FL - Khan BMS Battlefield Management System
What FL (Federated Learning) actually does on a contested ai & multi-agent link, and why Khan BMS treats it as a formation-level primitive instead of a vendor integration.
Every contingency since Desert Storm has been a coalition fight, and FL has spent most of those years as a national-stovepipe footnote. Treating it as a shared primitive — instead of a release-controlled annex — is overdue.
FL earns its full keep at the Tumen — ten thousand nodes under a single human Khan. Span of control stays at ten because the hierarchy is fractal; FL state aggregates upward through Minghan and Zuun before it ever reaches the Khan's console.

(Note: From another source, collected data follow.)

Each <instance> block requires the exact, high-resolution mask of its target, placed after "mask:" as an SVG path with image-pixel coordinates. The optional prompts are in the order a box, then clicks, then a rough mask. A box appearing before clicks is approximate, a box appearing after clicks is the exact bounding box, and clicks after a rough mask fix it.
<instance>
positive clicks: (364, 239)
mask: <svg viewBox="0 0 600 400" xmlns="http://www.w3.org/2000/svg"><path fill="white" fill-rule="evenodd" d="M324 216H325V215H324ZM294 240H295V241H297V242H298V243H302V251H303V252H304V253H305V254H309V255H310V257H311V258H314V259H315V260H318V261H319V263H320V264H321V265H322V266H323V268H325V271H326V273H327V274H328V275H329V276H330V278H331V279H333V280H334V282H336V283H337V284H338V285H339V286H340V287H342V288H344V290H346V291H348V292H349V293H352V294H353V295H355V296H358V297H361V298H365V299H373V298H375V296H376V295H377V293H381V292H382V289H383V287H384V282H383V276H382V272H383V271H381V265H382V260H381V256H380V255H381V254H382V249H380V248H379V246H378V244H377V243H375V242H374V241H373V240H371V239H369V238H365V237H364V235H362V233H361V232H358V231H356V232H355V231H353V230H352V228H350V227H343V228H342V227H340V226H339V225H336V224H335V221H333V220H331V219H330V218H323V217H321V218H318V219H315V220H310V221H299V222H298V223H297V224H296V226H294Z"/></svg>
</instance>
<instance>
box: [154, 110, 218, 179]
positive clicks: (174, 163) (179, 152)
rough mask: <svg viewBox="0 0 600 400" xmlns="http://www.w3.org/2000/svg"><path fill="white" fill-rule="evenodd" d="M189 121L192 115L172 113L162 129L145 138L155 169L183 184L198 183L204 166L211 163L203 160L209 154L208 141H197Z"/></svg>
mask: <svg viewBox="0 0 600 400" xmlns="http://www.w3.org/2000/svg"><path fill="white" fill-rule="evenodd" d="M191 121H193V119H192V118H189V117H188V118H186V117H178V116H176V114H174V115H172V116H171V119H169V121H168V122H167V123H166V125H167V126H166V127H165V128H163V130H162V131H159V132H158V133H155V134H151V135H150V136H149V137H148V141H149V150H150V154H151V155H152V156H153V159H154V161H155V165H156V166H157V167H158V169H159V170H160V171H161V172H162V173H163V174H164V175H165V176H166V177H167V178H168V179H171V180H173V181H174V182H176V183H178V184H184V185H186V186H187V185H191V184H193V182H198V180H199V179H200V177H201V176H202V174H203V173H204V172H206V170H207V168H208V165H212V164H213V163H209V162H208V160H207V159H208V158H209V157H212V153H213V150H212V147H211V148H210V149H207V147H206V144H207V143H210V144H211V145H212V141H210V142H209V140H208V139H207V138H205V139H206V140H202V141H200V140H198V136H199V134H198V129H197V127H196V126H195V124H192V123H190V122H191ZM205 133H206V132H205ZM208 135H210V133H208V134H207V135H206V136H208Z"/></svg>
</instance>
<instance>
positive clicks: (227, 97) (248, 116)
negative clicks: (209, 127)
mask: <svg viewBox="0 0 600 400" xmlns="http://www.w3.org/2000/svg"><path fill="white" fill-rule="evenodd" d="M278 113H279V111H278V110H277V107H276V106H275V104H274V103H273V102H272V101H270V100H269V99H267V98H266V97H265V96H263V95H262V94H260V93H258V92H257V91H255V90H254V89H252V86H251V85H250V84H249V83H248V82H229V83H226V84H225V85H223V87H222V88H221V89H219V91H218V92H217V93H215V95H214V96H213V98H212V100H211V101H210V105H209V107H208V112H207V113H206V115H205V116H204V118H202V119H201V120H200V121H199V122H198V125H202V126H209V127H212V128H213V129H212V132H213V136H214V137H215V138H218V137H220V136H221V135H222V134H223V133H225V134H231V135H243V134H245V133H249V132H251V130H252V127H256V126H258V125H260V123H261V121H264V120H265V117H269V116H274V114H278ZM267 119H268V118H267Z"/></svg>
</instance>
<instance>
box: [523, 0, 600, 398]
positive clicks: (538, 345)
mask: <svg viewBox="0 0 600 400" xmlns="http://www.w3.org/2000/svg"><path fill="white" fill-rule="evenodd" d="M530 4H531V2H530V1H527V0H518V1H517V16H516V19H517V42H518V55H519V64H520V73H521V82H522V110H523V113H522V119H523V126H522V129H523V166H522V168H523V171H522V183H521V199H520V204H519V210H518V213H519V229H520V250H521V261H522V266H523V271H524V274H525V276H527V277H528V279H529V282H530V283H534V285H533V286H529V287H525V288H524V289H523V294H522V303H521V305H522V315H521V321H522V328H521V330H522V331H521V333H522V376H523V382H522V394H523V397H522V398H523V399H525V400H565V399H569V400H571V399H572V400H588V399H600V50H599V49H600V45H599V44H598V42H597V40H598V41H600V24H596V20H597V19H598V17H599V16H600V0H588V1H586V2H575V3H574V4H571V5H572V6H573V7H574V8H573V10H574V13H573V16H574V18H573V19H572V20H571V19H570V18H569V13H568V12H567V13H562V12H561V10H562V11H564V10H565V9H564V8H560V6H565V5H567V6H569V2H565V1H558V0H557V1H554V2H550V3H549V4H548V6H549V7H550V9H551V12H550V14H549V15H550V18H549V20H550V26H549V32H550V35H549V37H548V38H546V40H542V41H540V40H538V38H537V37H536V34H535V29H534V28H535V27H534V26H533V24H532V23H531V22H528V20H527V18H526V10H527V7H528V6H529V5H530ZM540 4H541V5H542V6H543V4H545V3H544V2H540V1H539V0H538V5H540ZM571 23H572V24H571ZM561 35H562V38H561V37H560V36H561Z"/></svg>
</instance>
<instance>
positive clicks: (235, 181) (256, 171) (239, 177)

Definitions first. FL = Federated Learning. Training approach where nodes learn from local data and share updates instead of raw data. Federated Learning is training approach where nodes learn from local data and share updates instead of raw data. In defense applications, it improves models from field experience while reducing exposure of sensitive raw observations. The hard part is poisoned updates, non-IID data, and aggregation under intermittent links, especially when systems are deployed across contested links, coalition boundaries, and mixed human-machine teams. KhanBMS treats it as a controlled learning path for KhanBMS units operating under different theaters, tying the concept back to modular command, edge execution, and auditable authority.
Khan BMS doesn't ship FL as a checkbox. It ships it as the boundary between human authority and machine execution — signed at issue, verified at receipt, and replayable for any after-action review the JAG cares to run.
That is the unglamorous version of why Khan BMS exists: to make FL a routine operating assumption instead of a research demo.